Is there any specific options to be included in options file to set timeout?


Post Situation: 
Mon, 2024-02-26 01:09

There's an option `-run::maxruntime` which should set an upper limit on the time which Rosetta will run jobs. Note that that's a time (in seconds) of when Rosetta will stop launching new output structures runs. Rosetta will not (cannot) stop structures which are still in the middle of running when that timeout is reached, so you'll typically run a bit longer than the nominal maxruntime.

To help compensate for this somewhat, there's also a `-run::maxruntime_bufferfactor` option. When enabled, this keeps track of how long it usually takes to output a structure, and will not start new outputs if you're within the bufferfactor of the average runtime. (The number is a multiplier for the average time. 1.5 means don't start jobs if you're within one and a half times the average runtime of the -run::maxruntime.)

Mon, 2024-02-26 07:48

Thanks for your reply

When I set '-run::maxruntime', rosetta seems to stop launching new output structures

as you wrote. but whole rosetta process is still hanging ( e.g. when I set the maxruntime == 50sec

processes are hanging over 5min!!)

I'm running rosetta with MPI. is this problem related with MPI?

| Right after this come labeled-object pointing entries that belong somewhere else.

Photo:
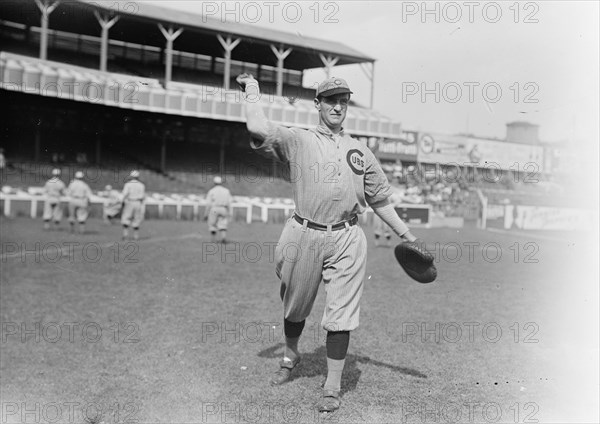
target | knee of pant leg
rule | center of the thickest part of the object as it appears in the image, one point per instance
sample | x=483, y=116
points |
x=337, y=344
x=293, y=329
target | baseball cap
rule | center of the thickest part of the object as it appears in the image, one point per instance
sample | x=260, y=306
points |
x=333, y=85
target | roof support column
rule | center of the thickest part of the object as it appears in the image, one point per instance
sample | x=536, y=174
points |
x=329, y=62
x=280, y=54
x=370, y=73
x=46, y=10
x=106, y=24
x=228, y=45
x=170, y=35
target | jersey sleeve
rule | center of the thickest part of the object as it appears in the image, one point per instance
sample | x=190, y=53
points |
x=280, y=143
x=377, y=186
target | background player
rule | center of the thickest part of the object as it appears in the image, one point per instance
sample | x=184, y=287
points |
x=332, y=247
x=79, y=199
x=134, y=193
x=218, y=209
x=54, y=189
x=113, y=206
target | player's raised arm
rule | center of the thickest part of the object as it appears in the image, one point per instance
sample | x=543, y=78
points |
x=256, y=120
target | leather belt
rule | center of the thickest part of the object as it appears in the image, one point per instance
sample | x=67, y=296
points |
x=320, y=227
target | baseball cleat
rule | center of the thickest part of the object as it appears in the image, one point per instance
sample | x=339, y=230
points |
x=284, y=373
x=330, y=401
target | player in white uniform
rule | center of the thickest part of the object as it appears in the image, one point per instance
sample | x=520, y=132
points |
x=335, y=178
x=54, y=189
x=134, y=193
x=79, y=200
x=113, y=206
x=218, y=209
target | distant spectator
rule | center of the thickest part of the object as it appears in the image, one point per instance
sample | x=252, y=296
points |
x=134, y=194
x=218, y=209
x=80, y=194
x=113, y=207
x=54, y=189
x=2, y=160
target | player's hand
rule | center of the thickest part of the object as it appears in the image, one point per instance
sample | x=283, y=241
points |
x=243, y=80
x=408, y=236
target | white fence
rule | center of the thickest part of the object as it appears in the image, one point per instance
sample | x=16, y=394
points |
x=248, y=206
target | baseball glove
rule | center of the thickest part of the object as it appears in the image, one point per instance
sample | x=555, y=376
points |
x=416, y=261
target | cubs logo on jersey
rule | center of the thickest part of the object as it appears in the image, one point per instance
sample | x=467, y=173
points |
x=355, y=159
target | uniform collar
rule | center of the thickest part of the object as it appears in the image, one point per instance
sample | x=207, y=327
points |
x=326, y=131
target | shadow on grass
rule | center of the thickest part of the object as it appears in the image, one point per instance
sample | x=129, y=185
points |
x=314, y=364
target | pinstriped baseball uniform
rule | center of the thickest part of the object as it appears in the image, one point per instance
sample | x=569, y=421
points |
x=134, y=193
x=219, y=199
x=334, y=178
x=54, y=189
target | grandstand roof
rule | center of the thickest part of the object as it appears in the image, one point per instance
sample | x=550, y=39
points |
x=138, y=24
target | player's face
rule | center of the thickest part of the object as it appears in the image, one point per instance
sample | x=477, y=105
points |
x=332, y=110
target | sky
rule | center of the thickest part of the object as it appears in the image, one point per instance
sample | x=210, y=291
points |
x=454, y=67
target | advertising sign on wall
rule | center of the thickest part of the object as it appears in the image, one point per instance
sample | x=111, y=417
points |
x=481, y=153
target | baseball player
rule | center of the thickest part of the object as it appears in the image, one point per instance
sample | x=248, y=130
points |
x=54, y=189
x=113, y=206
x=79, y=199
x=218, y=209
x=134, y=193
x=335, y=178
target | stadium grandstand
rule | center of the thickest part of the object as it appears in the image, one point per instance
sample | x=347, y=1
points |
x=148, y=87
x=106, y=87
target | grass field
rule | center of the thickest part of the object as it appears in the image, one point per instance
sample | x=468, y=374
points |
x=172, y=329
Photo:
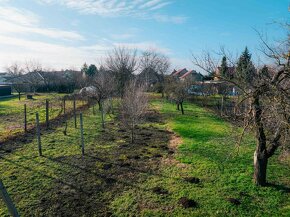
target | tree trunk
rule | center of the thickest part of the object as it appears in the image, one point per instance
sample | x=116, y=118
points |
x=102, y=116
x=260, y=155
x=181, y=106
x=260, y=168
x=100, y=105
x=132, y=133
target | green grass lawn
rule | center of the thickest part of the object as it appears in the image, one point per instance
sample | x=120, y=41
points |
x=117, y=178
x=208, y=152
x=12, y=109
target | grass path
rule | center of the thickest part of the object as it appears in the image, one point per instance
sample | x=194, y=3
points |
x=208, y=152
x=117, y=178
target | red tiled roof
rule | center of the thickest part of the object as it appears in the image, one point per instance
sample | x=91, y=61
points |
x=186, y=74
x=180, y=70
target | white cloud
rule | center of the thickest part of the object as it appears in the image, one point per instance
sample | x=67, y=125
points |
x=171, y=19
x=144, y=46
x=114, y=8
x=8, y=27
x=51, y=55
x=13, y=20
x=122, y=36
x=19, y=16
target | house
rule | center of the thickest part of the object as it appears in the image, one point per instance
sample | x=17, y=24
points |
x=5, y=90
x=4, y=77
x=149, y=77
x=192, y=75
x=179, y=72
x=184, y=74
x=231, y=73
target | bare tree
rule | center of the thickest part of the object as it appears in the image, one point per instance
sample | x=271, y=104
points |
x=269, y=110
x=34, y=78
x=15, y=71
x=154, y=66
x=122, y=62
x=134, y=106
x=104, y=84
x=178, y=92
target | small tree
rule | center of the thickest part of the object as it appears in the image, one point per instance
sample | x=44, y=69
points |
x=104, y=85
x=224, y=69
x=92, y=71
x=177, y=90
x=134, y=106
x=15, y=71
x=245, y=70
x=154, y=67
x=84, y=69
x=122, y=63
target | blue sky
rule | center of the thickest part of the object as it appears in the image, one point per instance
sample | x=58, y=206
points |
x=65, y=33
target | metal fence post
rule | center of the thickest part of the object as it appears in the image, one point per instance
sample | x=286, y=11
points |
x=47, y=113
x=25, y=118
x=82, y=134
x=38, y=134
x=7, y=200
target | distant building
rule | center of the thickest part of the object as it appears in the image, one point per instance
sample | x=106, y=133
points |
x=184, y=74
x=4, y=77
x=231, y=73
x=5, y=90
x=179, y=72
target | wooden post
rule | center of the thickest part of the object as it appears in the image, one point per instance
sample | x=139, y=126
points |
x=7, y=200
x=38, y=134
x=222, y=105
x=25, y=118
x=82, y=134
x=75, y=115
x=63, y=106
x=47, y=113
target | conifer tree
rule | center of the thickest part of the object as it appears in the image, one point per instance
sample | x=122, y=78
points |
x=224, y=69
x=245, y=68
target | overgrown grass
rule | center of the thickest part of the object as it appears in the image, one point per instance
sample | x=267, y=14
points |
x=209, y=152
x=29, y=177
x=12, y=111
x=62, y=183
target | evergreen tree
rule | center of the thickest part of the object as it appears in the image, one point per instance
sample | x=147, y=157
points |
x=264, y=72
x=224, y=69
x=245, y=71
x=84, y=69
x=92, y=70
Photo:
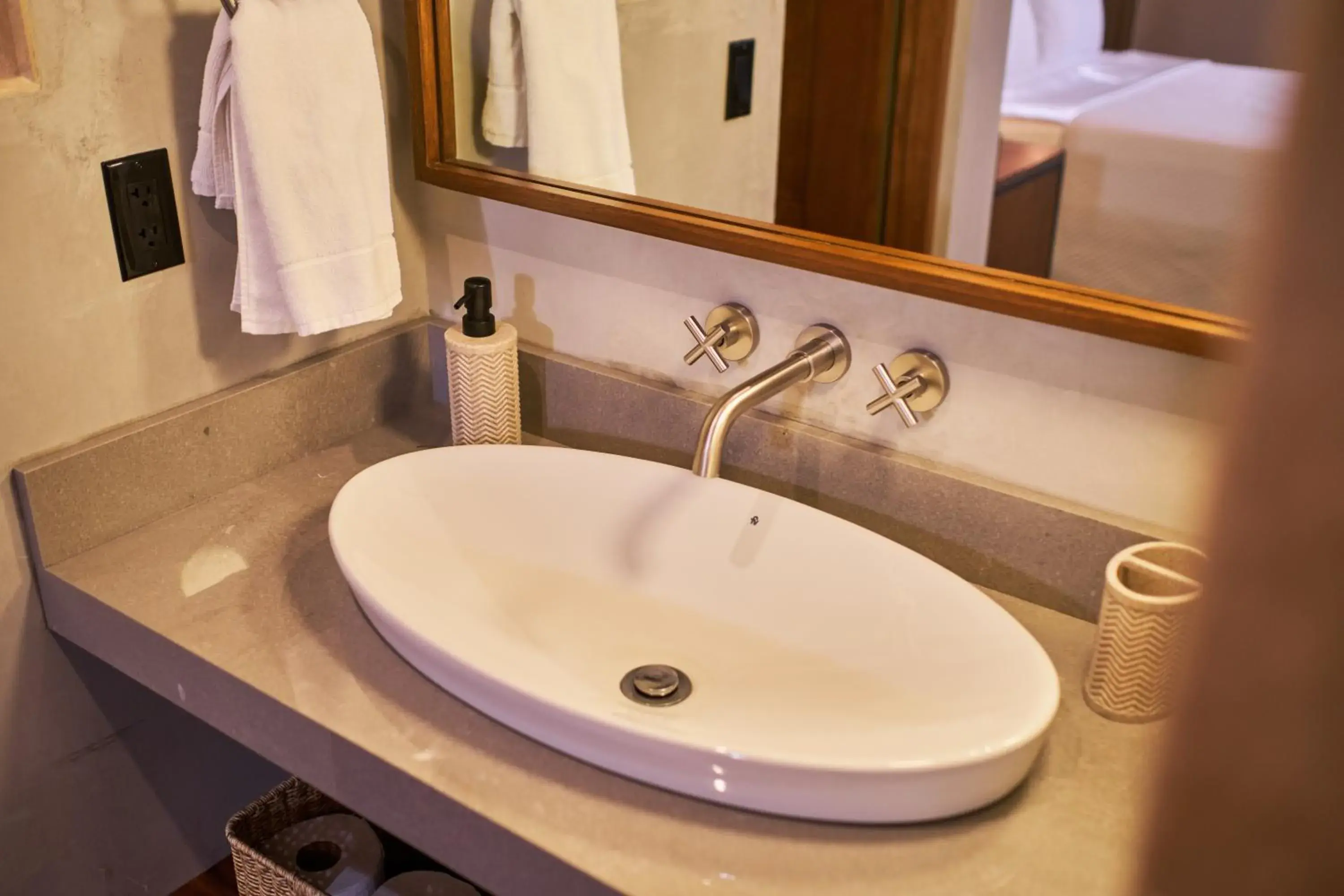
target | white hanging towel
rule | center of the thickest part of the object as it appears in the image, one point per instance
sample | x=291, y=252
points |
x=293, y=140
x=556, y=88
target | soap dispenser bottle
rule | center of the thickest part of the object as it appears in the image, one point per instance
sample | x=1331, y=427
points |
x=483, y=373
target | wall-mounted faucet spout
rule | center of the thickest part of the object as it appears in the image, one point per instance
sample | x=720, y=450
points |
x=822, y=354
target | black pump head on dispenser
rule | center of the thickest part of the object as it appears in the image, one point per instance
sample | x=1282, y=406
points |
x=476, y=297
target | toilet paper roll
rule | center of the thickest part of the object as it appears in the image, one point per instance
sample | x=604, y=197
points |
x=426, y=883
x=339, y=855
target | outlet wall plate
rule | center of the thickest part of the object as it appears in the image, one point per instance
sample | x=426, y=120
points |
x=741, y=69
x=144, y=213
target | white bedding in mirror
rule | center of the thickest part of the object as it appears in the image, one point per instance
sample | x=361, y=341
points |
x=1163, y=171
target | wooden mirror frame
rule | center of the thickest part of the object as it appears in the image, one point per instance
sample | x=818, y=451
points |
x=1092, y=311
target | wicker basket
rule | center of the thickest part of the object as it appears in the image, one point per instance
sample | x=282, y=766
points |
x=287, y=805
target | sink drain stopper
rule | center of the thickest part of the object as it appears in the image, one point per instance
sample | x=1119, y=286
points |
x=656, y=685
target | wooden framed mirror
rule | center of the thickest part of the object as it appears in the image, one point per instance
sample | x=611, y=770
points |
x=855, y=195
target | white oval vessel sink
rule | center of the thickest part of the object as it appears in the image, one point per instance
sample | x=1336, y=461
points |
x=835, y=675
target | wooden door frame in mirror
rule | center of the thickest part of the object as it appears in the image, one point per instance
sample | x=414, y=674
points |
x=1113, y=315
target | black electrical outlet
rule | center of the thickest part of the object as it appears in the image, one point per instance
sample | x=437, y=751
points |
x=144, y=213
x=741, y=65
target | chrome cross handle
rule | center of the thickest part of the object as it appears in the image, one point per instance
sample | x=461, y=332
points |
x=732, y=336
x=914, y=383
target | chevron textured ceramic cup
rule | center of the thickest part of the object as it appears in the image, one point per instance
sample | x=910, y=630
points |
x=1146, y=610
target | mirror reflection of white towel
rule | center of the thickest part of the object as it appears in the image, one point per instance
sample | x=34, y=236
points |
x=556, y=88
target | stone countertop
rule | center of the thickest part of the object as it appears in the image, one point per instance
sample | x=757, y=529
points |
x=236, y=610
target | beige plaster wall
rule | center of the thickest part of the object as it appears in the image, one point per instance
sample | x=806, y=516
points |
x=675, y=64
x=105, y=789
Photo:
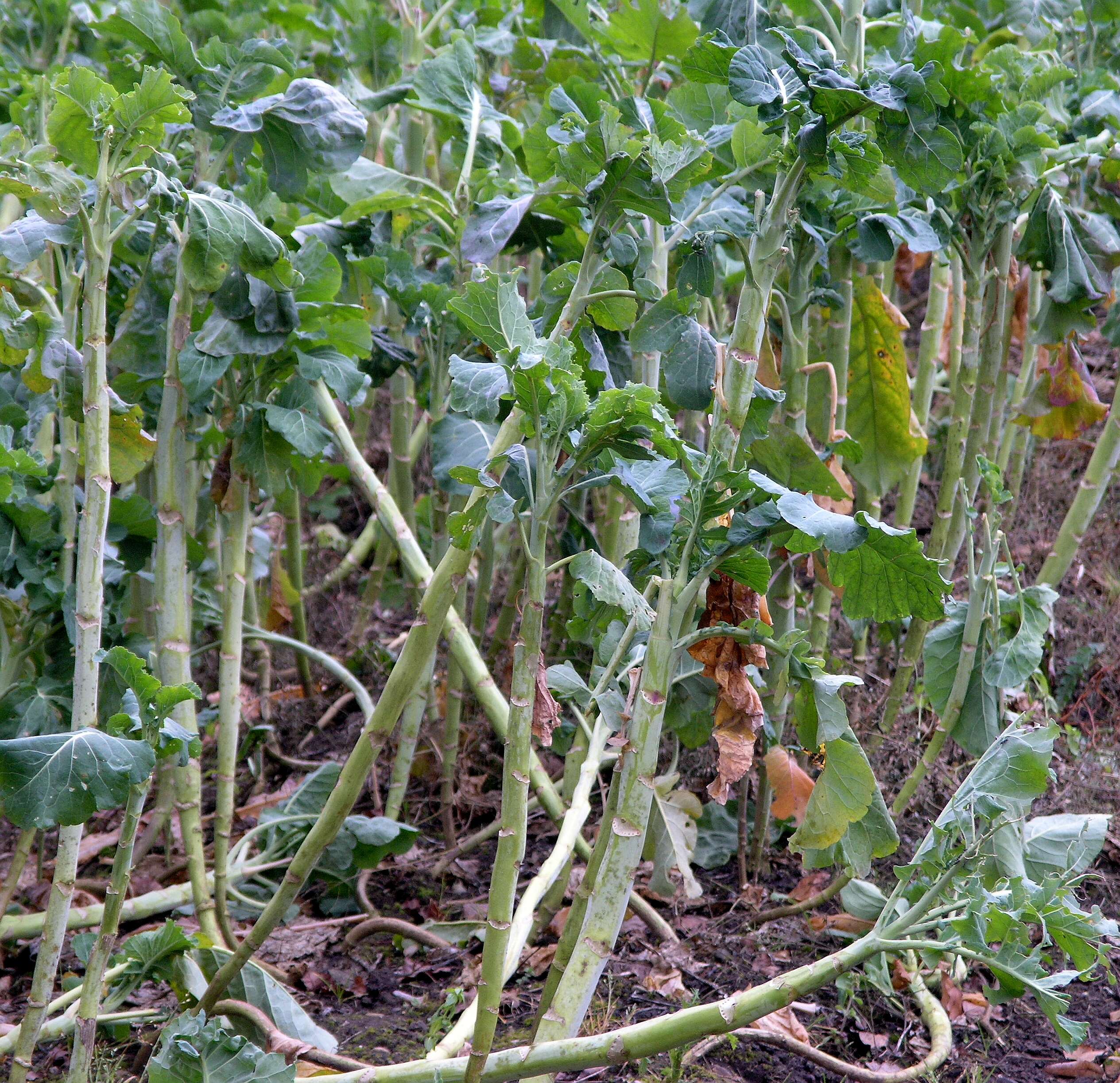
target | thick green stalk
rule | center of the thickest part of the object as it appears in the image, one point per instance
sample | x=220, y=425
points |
x=515, y=768
x=740, y=362
x=979, y=592
x=1095, y=484
x=174, y=503
x=89, y=603
x=928, y=351
x=103, y=947
x=639, y=1041
x=408, y=736
x=951, y=475
x=439, y=590
x=355, y=557
x=450, y=741
x=838, y=350
x=984, y=402
x=229, y=686
x=19, y=857
x=1016, y=440
x=625, y=835
x=553, y=873
x=289, y=505
x=503, y=628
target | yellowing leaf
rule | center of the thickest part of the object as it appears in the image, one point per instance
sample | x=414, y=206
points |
x=879, y=391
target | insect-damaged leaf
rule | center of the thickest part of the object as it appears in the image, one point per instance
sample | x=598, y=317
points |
x=879, y=393
x=888, y=577
x=310, y=128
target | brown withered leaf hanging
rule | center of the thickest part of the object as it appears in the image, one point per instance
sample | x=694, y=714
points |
x=546, y=709
x=740, y=708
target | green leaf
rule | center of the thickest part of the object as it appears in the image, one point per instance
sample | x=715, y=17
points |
x=888, y=577
x=130, y=447
x=928, y=157
x=568, y=685
x=491, y=227
x=641, y=31
x=491, y=307
x=1013, y=662
x=337, y=371
x=841, y=796
x=978, y=725
x=303, y=431
x=458, y=442
x=257, y=987
x=310, y=128
x=200, y=372
x=81, y=111
x=477, y=388
x=611, y=586
x=717, y=835
x=787, y=458
x=1066, y=842
x=155, y=28
x=225, y=236
x=879, y=393
x=614, y=313
x=838, y=533
x=193, y=1050
x=751, y=78
x=64, y=779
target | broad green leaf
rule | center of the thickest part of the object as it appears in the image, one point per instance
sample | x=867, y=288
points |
x=1013, y=662
x=787, y=458
x=614, y=313
x=841, y=796
x=259, y=988
x=156, y=30
x=641, y=31
x=978, y=725
x=717, y=835
x=611, y=586
x=194, y=1050
x=303, y=431
x=130, y=448
x=457, y=440
x=337, y=371
x=225, y=236
x=82, y=107
x=491, y=307
x=310, y=128
x=1066, y=842
x=477, y=388
x=838, y=533
x=879, y=393
x=888, y=577
x=567, y=685
x=64, y=779
x=491, y=227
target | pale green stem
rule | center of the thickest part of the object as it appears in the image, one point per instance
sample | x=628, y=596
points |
x=625, y=834
x=103, y=947
x=979, y=593
x=1095, y=484
x=234, y=549
x=515, y=769
x=89, y=604
x=928, y=357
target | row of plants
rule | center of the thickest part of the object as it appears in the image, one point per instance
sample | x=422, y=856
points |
x=622, y=288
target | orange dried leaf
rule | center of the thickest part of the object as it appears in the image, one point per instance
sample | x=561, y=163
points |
x=791, y=785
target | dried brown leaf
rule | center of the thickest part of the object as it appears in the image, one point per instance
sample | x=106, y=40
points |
x=791, y=784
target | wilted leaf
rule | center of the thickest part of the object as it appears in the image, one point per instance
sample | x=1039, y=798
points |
x=791, y=785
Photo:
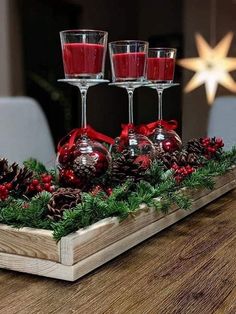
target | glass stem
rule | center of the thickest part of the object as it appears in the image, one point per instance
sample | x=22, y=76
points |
x=83, y=92
x=131, y=111
x=160, y=93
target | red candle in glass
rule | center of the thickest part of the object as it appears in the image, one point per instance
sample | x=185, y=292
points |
x=160, y=69
x=129, y=65
x=82, y=58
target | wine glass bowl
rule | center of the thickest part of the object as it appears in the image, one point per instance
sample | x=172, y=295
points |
x=83, y=53
x=128, y=60
x=161, y=65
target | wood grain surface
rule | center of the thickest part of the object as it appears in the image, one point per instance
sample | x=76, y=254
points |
x=30, y=242
x=187, y=268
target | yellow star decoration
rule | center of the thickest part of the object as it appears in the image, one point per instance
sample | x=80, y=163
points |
x=212, y=67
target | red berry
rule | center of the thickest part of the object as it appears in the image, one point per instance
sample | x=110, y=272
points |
x=47, y=186
x=2, y=188
x=51, y=189
x=35, y=182
x=39, y=188
x=31, y=187
x=109, y=191
x=46, y=179
x=9, y=186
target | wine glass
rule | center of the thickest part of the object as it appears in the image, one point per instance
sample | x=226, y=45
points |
x=81, y=157
x=160, y=73
x=128, y=64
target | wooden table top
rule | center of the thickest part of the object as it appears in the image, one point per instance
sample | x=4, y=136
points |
x=188, y=268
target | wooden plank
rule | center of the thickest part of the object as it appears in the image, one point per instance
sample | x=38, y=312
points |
x=37, y=243
x=56, y=270
x=36, y=266
x=81, y=244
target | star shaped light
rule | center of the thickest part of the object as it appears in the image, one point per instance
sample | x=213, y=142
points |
x=212, y=67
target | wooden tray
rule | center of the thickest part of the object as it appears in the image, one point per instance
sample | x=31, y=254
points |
x=35, y=251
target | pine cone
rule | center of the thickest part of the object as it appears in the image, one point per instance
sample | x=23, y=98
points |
x=63, y=199
x=180, y=158
x=195, y=146
x=125, y=167
x=84, y=166
x=7, y=172
x=19, y=177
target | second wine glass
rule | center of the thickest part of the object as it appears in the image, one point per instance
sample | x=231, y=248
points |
x=160, y=73
x=128, y=64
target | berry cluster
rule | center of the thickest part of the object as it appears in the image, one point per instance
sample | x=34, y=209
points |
x=4, y=191
x=43, y=183
x=181, y=173
x=211, y=145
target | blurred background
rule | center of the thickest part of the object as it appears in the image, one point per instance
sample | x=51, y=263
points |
x=31, y=62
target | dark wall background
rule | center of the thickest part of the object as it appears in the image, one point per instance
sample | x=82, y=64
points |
x=158, y=21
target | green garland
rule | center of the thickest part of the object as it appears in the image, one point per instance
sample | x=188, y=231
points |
x=158, y=190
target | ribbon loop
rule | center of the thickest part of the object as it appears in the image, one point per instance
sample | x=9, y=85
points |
x=148, y=129
x=75, y=133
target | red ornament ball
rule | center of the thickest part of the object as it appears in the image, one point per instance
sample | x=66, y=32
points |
x=170, y=145
x=87, y=159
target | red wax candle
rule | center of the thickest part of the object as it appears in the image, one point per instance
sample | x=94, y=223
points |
x=82, y=58
x=129, y=65
x=160, y=69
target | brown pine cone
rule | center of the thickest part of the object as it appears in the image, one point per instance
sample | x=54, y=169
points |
x=124, y=166
x=7, y=172
x=18, y=177
x=180, y=158
x=63, y=199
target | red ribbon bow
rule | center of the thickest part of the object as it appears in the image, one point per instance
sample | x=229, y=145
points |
x=148, y=129
x=74, y=134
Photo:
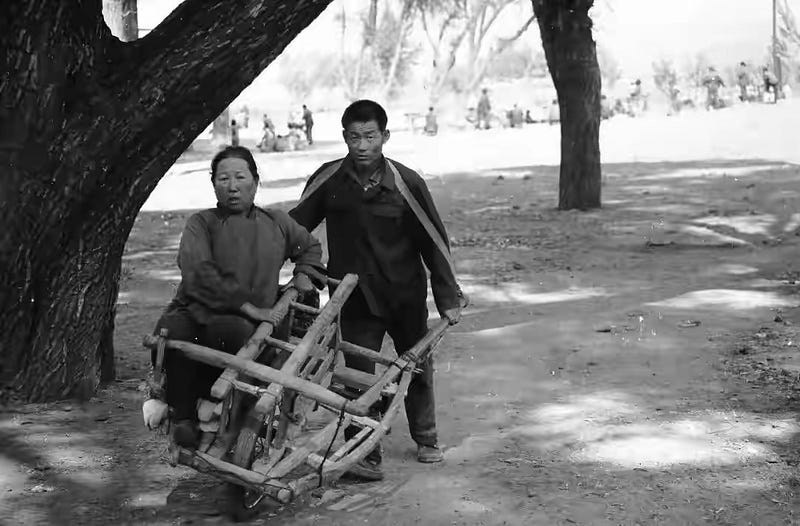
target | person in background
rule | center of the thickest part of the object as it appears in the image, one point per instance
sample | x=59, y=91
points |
x=431, y=126
x=230, y=258
x=484, y=111
x=713, y=82
x=770, y=83
x=554, y=114
x=234, y=133
x=528, y=118
x=743, y=80
x=308, y=120
x=373, y=232
x=515, y=117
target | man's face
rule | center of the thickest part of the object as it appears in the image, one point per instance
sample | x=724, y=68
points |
x=235, y=185
x=365, y=142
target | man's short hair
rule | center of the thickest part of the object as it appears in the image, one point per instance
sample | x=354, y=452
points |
x=364, y=111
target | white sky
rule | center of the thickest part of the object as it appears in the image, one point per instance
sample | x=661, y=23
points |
x=637, y=32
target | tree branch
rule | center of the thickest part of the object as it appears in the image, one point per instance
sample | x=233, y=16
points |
x=192, y=65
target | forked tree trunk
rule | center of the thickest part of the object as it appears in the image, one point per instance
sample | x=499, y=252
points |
x=88, y=125
x=569, y=48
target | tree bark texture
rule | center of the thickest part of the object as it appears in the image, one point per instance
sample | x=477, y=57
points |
x=569, y=48
x=88, y=126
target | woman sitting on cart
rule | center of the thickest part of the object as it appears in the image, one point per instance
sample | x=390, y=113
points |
x=230, y=258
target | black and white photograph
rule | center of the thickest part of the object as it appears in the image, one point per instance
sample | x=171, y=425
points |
x=400, y=262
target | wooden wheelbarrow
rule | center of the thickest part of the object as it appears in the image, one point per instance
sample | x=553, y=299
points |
x=255, y=406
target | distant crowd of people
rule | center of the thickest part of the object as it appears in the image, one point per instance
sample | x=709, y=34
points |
x=298, y=123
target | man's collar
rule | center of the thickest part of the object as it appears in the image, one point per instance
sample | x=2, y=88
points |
x=381, y=176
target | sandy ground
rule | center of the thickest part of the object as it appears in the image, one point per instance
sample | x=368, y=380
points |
x=632, y=365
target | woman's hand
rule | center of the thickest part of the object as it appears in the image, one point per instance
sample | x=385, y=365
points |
x=301, y=282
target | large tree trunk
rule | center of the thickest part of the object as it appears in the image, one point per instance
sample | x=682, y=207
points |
x=89, y=126
x=566, y=30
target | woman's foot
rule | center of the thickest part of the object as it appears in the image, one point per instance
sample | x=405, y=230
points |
x=185, y=433
x=429, y=454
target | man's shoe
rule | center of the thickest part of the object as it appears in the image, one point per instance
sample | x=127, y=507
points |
x=185, y=433
x=365, y=470
x=429, y=454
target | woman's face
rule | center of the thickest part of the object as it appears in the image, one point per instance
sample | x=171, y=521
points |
x=235, y=185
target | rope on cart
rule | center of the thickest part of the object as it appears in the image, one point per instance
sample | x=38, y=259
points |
x=330, y=446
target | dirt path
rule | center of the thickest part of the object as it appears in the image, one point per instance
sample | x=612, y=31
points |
x=570, y=394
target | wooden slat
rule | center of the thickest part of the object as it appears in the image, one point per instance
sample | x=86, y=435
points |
x=259, y=371
x=252, y=349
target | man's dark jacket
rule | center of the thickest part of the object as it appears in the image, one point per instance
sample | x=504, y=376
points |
x=374, y=234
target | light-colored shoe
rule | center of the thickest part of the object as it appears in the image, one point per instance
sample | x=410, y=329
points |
x=429, y=454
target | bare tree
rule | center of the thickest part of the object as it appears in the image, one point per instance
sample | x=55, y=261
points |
x=483, y=50
x=398, y=44
x=566, y=31
x=450, y=23
x=89, y=126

or Is there any other thing that I should consider?



Mon, 2024-02-26 16:29

It could be due to MPI.

As mentioned, the timeout will only stop Rosetta from launching new execution, but won't affect anything that's already running on the other MPI nodes. So if the run needs a particularly long time to complete, then you'll see issues. (How long are outputs taking to complete? There should be some "XYZ reported success in XYZ seconds" messages printed which should give you a sense of how long each output takes. If you're not seeing those, the jobs may be taking longer than you expected.)

One thing that can happen with MPI runs is that the worker nodes can "hang" -- they've completed their calcuations but the communication with the coordinating node has broken down, so the "job is over" message never actually gets recieved. That's hard to fix, but there is a `-mpi_timeout_factor` option which causes Rosetta to be more agressive in shutting down, even when worker nodes are not responding. (It takes a value which is a multiplicative factor of the average job runtime.)

Tue, 2024-02-27 11:10

when I use mpi_time_factor, I got the following warning

protocols.jd2.JobDistributor: (1) [ WARNING ] The following options have been set, but have not yet been used:
    -jd2:mpi_timeout_factor 1.5

It seems I didn't use mpi_timeout_factor properly.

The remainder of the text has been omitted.